I think the following MWE is related to issue #1008 and I wonder why it is ok that the first form of evaluation works and the second doesn't:

julia> using AbstractAlgebra

julia> Rx, x = polynomial_ring(QQ, :x)
(Univariate polynomial ring in x over rationals, x)

julia> Ry, (y,) = polynomial_ring(QQ, [:y])
(Multivariate polynomial ring in 1 variable over rationals, AbstractAlgebra.Generic.MPoly{Rational{BigInt}}[y])

julia> evaluate(y, [x])
x

julia> evaluate(y, [1], [x])
ERROR: Cannot promote to common type
Stacktrace:
 [1] error(s::String)
   @ Base ./error.jl:35
 [2] promote(x::AbstractAlgebra.Generic.Poly{Rational{BigInt}}, y::AbstractAlgebra.Generic.MPoly{Rational{BigInt}})
   @ AbstractAlgebra ~/.julia/packages/AbstractAlgebra/eNeG2/src/NCRings.jl:54
 [3] *(x::AbstractAlgebra.Generic.Poly{Rational{BigInt}}, y::AbstractAlgebra.Generic.MPoly{Rational{BigInt}})
   @ AbstractAlgebra ~/.julia/packages/AbstractAlgebra/eNeG2/src/NCRings.jl:80
 [4] __evaluate(a::AbstractAlgebra.Generic.MPoly{…}, vars::Vector{…}, vals::Vector{…}, powers::Vector{…})
   @ AbstractAlgebra ~/.julia/packages/AbstractAlgebra/eNeG2/src/MPoly.jl:991
 [5] _evaluate(a::AbstractAlgebra.Generic.MPoly{…}, S::AbstractAlgebra.Generic.MPolyRing{…}, R::AbstractAlgebra.Rationals{…}, vars::Vector{…}, vals::Vector{…})
   @ AbstractAlgebra ~/.julia/packages/AbstractAlgebra/eNeG2/src/MPoly.jl:969
 [6] evaluate(a::AbstractAlgebra.Generic.MPoly{…}, vars::Vector{…}, vals::Vector{…})
   @ AbstractAlgebra ~/.julia/packages/AbstractAlgebra/eNeG2/src/MPoly.jl:938
 [7] top-level scope
   @ REPL[11]:1
Some type information was truncated. Use `show(err)` to see complete types.
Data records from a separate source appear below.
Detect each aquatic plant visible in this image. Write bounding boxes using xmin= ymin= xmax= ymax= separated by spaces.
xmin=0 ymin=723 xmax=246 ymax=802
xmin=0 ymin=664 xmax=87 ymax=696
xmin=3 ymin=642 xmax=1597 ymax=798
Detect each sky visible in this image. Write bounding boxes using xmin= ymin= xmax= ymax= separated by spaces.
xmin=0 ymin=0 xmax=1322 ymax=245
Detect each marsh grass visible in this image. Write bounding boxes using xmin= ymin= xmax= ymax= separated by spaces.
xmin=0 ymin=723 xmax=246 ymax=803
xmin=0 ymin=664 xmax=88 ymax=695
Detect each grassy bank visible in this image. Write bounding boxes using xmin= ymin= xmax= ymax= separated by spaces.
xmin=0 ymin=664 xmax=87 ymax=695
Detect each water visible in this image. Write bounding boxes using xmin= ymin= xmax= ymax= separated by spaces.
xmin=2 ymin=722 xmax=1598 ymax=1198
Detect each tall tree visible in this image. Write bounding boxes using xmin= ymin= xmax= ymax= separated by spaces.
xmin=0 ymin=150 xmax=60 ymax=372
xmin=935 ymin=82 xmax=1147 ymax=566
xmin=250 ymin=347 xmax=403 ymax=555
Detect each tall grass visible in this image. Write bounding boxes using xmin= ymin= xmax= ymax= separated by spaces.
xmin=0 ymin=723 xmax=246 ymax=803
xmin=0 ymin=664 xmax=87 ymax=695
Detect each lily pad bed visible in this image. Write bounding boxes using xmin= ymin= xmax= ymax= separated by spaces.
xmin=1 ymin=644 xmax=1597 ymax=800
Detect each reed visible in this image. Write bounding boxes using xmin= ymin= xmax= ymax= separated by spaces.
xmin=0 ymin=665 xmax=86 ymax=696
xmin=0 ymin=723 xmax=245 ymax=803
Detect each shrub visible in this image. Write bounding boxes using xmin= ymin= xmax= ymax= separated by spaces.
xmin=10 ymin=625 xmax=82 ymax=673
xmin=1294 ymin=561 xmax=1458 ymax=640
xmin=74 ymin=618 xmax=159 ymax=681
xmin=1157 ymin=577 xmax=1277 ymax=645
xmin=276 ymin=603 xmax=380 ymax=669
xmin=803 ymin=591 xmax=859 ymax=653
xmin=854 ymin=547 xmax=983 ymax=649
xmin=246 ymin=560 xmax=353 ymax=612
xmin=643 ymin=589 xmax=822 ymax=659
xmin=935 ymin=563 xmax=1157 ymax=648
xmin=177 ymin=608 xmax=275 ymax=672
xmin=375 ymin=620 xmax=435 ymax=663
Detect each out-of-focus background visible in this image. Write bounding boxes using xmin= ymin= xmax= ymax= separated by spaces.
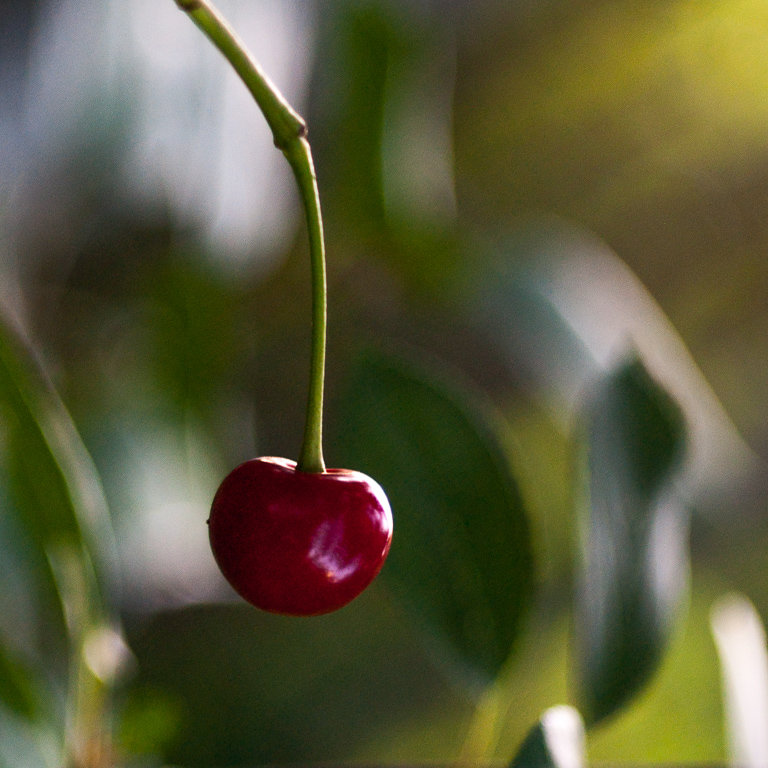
xmin=1 ymin=0 xmax=767 ymax=766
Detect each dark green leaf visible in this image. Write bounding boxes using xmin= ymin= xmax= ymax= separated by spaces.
xmin=574 ymin=352 xmax=688 ymax=725
xmin=121 ymin=596 xmax=466 ymax=766
xmin=509 ymin=706 xmax=586 ymax=768
xmin=334 ymin=349 xmax=534 ymax=684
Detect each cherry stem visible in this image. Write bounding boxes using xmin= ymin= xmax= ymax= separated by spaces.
xmin=175 ymin=0 xmax=326 ymax=473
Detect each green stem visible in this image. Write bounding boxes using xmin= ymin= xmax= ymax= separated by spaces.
xmin=285 ymin=140 xmax=328 ymax=474
xmin=175 ymin=0 xmax=326 ymax=473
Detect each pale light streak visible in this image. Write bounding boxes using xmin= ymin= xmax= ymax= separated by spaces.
xmin=711 ymin=592 xmax=768 ymax=768
xmin=541 ymin=705 xmax=587 ymax=768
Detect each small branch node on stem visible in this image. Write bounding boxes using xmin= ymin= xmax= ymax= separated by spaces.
xmin=174 ymin=0 xmax=203 ymax=11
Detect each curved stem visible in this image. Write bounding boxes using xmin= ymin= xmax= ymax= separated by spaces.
xmin=175 ymin=0 xmax=326 ymax=472
xmin=286 ymin=138 xmax=327 ymax=474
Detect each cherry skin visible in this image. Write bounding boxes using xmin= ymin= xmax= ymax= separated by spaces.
xmin=208 ymin=456 xmax=393 ymax=615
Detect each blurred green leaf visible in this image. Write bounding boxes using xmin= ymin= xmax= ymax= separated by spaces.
xmin=334 ymin=349 xmax=534 ymax=685
xmin=116 ymin=686 xmax=183 ymax=758
xmin=313 ymin=3 xmax=390 ymax=237
xmin=0 ymin=307 xmax=123 ymax=763
xmin=0 ymin=643 xmax=42 ymax=722
xmin=142 ymin=256 xmax=241 ymax=418
xmin=509 ymin=706 xmax=586 ymax=768
xmin=574 ymin=352 xmax=688 ymax=725
xmin=0 ymin=309 xmax=114 ymax=632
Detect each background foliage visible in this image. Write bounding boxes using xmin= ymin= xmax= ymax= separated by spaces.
xmin=1 ymin=0 xmax=767 ymax=766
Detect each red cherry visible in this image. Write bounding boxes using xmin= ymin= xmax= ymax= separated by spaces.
xmin=208 ymin=456 xmax=393 ymax=615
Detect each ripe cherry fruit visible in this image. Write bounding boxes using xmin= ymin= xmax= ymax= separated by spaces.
xmin=180 ymin=1 xmax=394 ymax=615
xmin=208 ymin=456 xmax=393 ymax=615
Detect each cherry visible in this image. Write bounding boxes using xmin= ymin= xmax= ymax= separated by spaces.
xmin=179 ymin=2 xmax=394 ymax=614
xmin=208 ymin=456 xmax=393 ymax=615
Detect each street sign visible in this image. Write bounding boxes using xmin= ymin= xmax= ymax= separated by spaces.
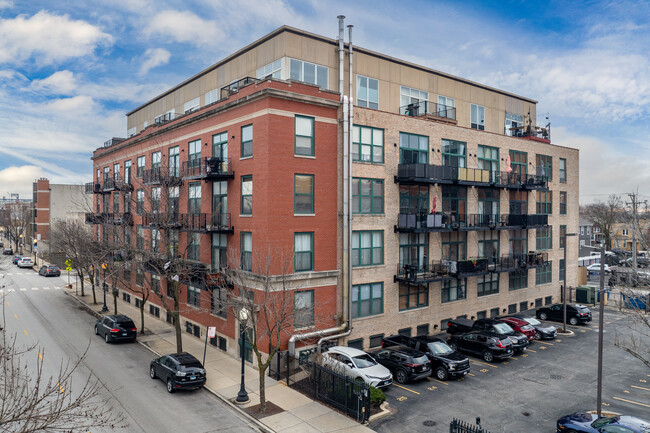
xmin=207 ymin=327 xmax=216 ymax=338
xmin=64 ymin=259 xmax=72 ymax=271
Or a more realistic use case where I only want to evaluate one of multiple variables:

julia> Ryz, (y, z) = polynomial_ring(QQ, [:y, :z])
(Multivariate polynomial ring in 2 variables over rationals, AbstractAlgebra.Generic.MPoly{Rational{BigInt}}[y, z])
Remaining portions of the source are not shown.